A small team of developers in Microsoft's Cloud and Enterprise group is building a set of new Software-as-a Service (SaaS) offerings they are calling "PowerApps."The mission of the team behind this, according to a couple of recent Microsoft job postings about their work, is to bring together Microsoft's favorite two buzzwords -- mobile-first and cloud-first -- into a new set of SaaS deliverables for business customers.
One of the job postings for a program manager for PowerApps goes so far as to call PowerApps "the next Billion dollar business for C+E (Cloud and Enterprise)."
From the job descriptions I've seen, I'm not entirely clear if PowerApps will be end-user-facing, developer-facing, or both. In either case, I'm thinking PowerApps is likely a key piece of Microsoft's evolving Azure microservices platform.
One Microsoft job description says there will be "rich clients that consumer the offering like Siena," making me think PowerApps might be more of a back-end service. (Project Siena is a Microsoft tool for non-professional programmers designed to help them build business apps.)
Another Microsoft job description describes PowerApps as being extensible by information workers, again, making me think this could be more of a developer/back-end SaaS offering than a customer-facing one.
Update: This job description is "no longer available." Here's the text from it:
"We are a small and agile set of developers trying to bring the full power of the mobile sensors (camera, video, touch, ink, GPS) and cloud (SaaS & PaaS applications) to the enterprise application space.
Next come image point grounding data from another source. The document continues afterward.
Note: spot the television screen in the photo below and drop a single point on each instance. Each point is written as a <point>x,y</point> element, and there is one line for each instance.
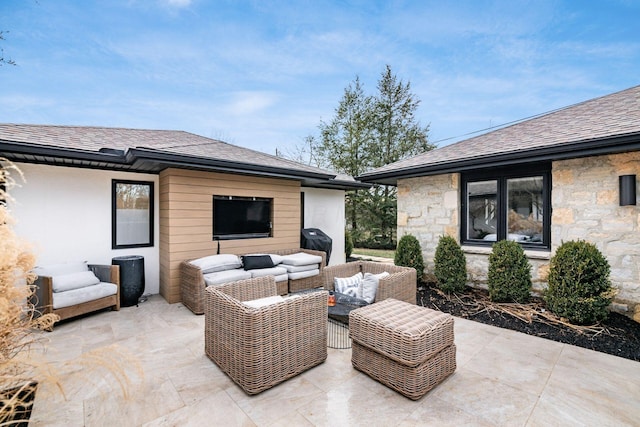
<point>241,217</point>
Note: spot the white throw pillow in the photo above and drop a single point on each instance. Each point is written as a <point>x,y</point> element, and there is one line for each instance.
<point>60,269</point>
<point>301,258</point>
<point>213,263</point>
<point>263,302</point>
<point>348,285</point>
<point>67,282</point>
<point>369,286</point>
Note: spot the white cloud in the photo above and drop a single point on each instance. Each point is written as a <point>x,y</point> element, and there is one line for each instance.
<point>245,102</point>
<point>179,3</point>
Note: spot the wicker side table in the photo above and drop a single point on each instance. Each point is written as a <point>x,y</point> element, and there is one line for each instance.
<point>338,326</point>
<point>406,347</point>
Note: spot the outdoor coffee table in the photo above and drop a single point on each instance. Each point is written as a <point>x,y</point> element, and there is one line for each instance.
<point>338,326</point>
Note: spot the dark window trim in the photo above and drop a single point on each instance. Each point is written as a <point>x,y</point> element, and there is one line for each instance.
<point>501,175</point>
<point>114,244</point>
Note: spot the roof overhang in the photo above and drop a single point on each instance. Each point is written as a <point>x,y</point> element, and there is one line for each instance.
<point>577,149</point>
<point>145,160</point>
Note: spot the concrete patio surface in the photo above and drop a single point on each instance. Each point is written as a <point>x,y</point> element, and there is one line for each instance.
<point>504,378</point>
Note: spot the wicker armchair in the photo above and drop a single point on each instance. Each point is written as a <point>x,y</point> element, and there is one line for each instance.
<point>192,283</point>
<point>401,284</point>
<point>259,348</point>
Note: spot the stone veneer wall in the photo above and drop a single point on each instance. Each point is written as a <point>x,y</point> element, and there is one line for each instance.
<point>585,206</point>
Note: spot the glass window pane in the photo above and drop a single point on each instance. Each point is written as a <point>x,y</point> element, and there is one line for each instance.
<point>133,214</point>
<point>481,210</point>
<point>525,209</point>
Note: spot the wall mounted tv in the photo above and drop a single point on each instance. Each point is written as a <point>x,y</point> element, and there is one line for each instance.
<point>242,217</point>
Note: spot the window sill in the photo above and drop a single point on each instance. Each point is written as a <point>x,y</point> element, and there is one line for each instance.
<point>531,254</point>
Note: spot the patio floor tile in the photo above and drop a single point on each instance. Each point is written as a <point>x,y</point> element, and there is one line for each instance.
<point>503,378</point>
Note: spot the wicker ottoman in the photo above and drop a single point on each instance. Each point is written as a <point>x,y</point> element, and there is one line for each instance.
<point>406,347</point>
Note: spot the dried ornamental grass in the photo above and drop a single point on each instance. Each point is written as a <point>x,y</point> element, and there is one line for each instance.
<point>20,371</point>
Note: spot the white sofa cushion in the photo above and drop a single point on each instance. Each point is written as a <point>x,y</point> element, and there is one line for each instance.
<point>213,263</point>
<point>369,286</point>
<point>273,271</point>
<point>226,276</point>
<point>80,295</point>
<point>303,274</point>
<point>263,302</point>
<point>67,282</point>
<point>348,285</point>
<point>60,269</point>
<point>301,258</point>
<point>298,268</point>
<point>282,278</point>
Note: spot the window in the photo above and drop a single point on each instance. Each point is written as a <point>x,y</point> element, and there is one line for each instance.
<point>241,217</point>
<point>131,214</point>
<point>507,204</point>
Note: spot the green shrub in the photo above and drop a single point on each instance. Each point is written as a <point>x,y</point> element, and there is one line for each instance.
<point>409,254</point>
<point>579,287</point>
<point>509,276</point>
<point>450,265</point>
<point>348,243</point>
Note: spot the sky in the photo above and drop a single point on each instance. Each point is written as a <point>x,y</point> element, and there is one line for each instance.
<point>264,74</point>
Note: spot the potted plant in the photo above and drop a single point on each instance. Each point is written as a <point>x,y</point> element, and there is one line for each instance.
<point>18,317</point>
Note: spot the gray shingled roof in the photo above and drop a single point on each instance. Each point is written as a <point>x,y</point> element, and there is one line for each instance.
<point>607,124</point>
<point>146,150</point>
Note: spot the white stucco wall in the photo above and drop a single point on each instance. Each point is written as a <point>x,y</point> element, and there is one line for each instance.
<point>65,213</point>
<point>324,209</point>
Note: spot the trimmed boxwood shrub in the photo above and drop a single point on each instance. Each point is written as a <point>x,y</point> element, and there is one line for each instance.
<point>409,254</point>
<point>579,286</point>
<point>509,276</point>
<point>450,265</point>
<point>348,243</point>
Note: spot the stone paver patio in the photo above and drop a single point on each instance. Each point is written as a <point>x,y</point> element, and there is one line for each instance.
<point>503,378</point>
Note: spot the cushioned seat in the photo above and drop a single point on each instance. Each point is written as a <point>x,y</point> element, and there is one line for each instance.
<point>77,288</point>
<point>260,339</point>
<point>406,347</point>
<point>220,277</point>
<point>224,268</point>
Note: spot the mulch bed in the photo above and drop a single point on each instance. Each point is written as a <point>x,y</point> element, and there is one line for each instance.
<point>618,335</point>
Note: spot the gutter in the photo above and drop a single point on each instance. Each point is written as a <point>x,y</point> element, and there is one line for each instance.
<point>584,148</point>
<point>180,160</point>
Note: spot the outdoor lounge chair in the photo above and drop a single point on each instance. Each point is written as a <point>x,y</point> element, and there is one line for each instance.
<point>401,283</point>
<point>257,346</point>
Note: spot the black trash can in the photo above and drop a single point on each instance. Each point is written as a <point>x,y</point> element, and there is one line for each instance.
<point>313,238</point>
<point>131,278</point>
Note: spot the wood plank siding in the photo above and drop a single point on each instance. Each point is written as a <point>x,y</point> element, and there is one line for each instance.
<point>186,218</point>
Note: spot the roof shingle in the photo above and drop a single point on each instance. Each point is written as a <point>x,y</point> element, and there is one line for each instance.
<point>603,118</point>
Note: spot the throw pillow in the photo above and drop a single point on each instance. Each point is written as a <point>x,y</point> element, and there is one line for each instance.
<point>370,284</point>
<point>253,262</point>
<point>348,285</point>
<point>213,263</point>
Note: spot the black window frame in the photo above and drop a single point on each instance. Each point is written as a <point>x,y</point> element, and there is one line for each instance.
<point>501,176</point>
<point>114,213</point>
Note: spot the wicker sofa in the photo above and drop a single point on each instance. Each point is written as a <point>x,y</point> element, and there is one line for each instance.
<point>401,283</point>
<point>192,281</point>
<point>259,347</point>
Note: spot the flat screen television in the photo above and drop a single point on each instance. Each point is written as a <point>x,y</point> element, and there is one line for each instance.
<point>241,217</point>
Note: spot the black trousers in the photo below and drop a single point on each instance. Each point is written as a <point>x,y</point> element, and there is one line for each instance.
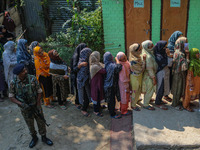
<point>58,94</point>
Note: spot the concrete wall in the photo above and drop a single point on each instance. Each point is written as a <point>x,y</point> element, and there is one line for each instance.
<point>113,24</point>
<point>193,33</point>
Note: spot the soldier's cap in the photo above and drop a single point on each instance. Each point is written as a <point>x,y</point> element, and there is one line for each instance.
<point>18,69</point>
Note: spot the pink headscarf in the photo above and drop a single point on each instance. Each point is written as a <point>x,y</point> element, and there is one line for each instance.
<point>124,74</point>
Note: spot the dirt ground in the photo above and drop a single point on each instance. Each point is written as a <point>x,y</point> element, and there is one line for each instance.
<point>69,129</point>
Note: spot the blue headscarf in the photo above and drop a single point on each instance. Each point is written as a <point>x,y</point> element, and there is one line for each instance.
<point>84,73</point>
<point>23,56</point>
<point>160,55</point>
<point>32,46</point>
<point>110,68</point>
<point>172,40</point>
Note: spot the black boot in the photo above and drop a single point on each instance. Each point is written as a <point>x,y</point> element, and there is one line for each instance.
<point>46,140</point>
<point>33,141</point>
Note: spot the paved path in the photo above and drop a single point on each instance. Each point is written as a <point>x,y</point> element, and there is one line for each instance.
<point>166,129</point>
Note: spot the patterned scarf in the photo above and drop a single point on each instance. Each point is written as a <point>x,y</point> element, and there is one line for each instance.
<point>135,59</point>
<point>194,62</point>
<point>42,63</point>
<point>95,64</point>
<point>110,68</point>
<point>160,55</point>
<point>83,74</point>
<point>179,59</point>
<point>173,39</point>
<point>55,59</point>
<point>125,72</point>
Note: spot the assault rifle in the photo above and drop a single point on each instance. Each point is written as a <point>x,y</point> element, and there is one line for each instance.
<point>34,110</point>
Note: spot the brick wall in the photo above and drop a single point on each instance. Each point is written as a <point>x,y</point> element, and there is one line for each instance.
<point>193,33</point>
<point>113,24</point>
<point>156,16</point>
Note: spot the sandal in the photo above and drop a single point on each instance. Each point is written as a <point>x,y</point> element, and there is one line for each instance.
<point>86,114</point>
<point>116,117</point>
<point>189,109</point>
<point>136,108</point>
<point>149,107</point>
<point>98,114</point>
<point>161,106</point>
<point>167,98</point>
<point>63,107</point>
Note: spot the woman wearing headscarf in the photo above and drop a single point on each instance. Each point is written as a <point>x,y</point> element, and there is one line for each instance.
<point>32,46</point>
<point>172,40</point>
<point>163,60</point>
<point>124,82</point>
<point>23,56</point>
<point>83,77</point>
<point>2,77</point>
<point>111,85</point>
<point>74,70</point>
<point>59,71</point>
<point>97,81</point>
<point>5,35</point>
<point>171,44</point>
<point>149,76</point>
<point>137,68</point>
<point>179,68</point>
<point>9,61</point>
<point>192,90</point>
<point>42,64</point>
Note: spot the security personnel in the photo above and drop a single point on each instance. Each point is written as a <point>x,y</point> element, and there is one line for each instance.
<point>26,92</point>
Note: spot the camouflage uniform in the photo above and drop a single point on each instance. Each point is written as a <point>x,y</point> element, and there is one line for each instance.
<point>26,92</point>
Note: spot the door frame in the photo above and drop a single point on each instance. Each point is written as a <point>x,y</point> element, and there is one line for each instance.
<point>125,22</point>
<point>161,17</point>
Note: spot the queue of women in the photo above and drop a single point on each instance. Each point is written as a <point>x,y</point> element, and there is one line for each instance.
<point>161,68</point>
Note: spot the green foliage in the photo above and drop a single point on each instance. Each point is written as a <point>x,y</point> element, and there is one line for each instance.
<point>86,27</point>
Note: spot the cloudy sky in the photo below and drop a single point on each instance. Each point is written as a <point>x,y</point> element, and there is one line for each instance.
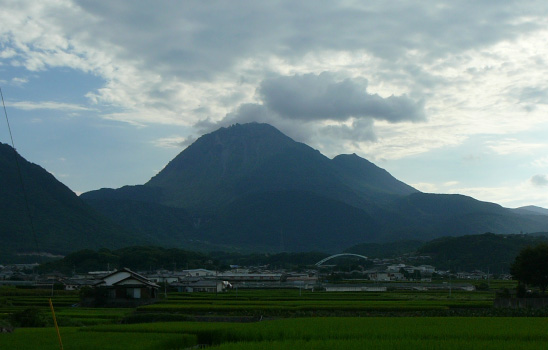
<point>448,96</point>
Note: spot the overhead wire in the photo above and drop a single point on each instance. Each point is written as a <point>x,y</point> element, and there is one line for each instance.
<point>25,197</point>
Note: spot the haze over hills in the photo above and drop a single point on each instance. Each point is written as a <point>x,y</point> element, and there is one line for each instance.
<point>250,186</point>
<point>246,188</point>
<point>62,221</point>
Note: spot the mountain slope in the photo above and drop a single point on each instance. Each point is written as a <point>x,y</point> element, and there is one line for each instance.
<point>62,221</point>
<point>250,185</point>
<point>252,158</point>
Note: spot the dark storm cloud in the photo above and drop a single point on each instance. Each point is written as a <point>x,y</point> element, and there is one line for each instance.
<point>539,180</point>
<point>199,39</point>
<point>360,130</point>
<point>321,97</point>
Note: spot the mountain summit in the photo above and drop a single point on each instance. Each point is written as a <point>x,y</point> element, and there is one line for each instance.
<point>250,186</point>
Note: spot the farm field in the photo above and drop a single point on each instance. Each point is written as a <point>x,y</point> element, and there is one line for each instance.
<point>281,319</point>
<point>298,333</point>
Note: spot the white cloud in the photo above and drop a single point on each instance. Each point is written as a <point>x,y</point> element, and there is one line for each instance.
<point>178,142</point>
<point>468,69</point>
<point>512,146</point>
<point>30,105</point>
<point>540,180</point>
<point>540,162</point>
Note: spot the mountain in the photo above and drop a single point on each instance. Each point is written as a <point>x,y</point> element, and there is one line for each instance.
<point>531,210</point>
<point>251,187</point>
<point>243,159</point>
<point>483,252</point>
<point>62,221</point>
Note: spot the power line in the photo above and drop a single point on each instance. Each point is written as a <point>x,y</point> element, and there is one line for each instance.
<point>25,197</point>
This involves working with a variety of SaaS vendors, connectors and working closely with design team to build next generation rich UI applications. We operate like a well-funded startup with a constant focus on agility and by helping the Azure business grow customers and revenue. We use the best tools available, release daily, and make data-driven improvements by leveraging A/B tests, user feedback, and analytics."
I don't think PowerApps, codenamed "Kratos," (as @h0x0d discovered a while back) have anything much to do with the handful of Microsoft Power BI products that are already in the Microsoft stable. The Power BI SaaS suite includes Power Map, Power Query, Power View and Power Pivot, and is focused on turning Excel reports into a self-service business-intelligence service.
Instead, from wwhat Microsoft has posted on its Career site, PowerApps will be designed to harness data from mobile sensors, specifically camera, video, touch, ink and GPS and combine that with back-end services running on Azure, including Azure Active Directory, Commerce and the like.
To build these PowerApps, Microsoft is working with other SaaS vendors and using connectors. I'm betting this means Microsoft may be using its own recently announced Azure App Service as the back-end for these applications. Azure App Service pulls together Azure Websites (now known as Web Apps), Azure Mobile Services and BizTalk Services into a new single developer service.
Using Azure App Service, developers (including Microsoft itself) can build mobile apps that run on iOS, Android and/or Windows and that make use of Azure on the back end.
When Microsoft unveiled Azure App Service last month, officials said that the new service could be used to create Web sites, mobile apps, "logic" apps and API (application programming interface) apps. "Logic apps," which are likely building on BizTalk and BizTalk Services, are apps that automate business processes across the cloud and on-premises. "API apps"are those which build on and consume APIs in the cloud, according to Microsoft's description.
I asked Microsoft for more information on PowerApps and was told by a spokesperson the company had nothing to share on the topic.
An aside about the Kratos codename: Yes, it's another videogame codename-- as were the codenames for Windows 10 (Threshold) and Microsoft's personal digital assitant (Cortana).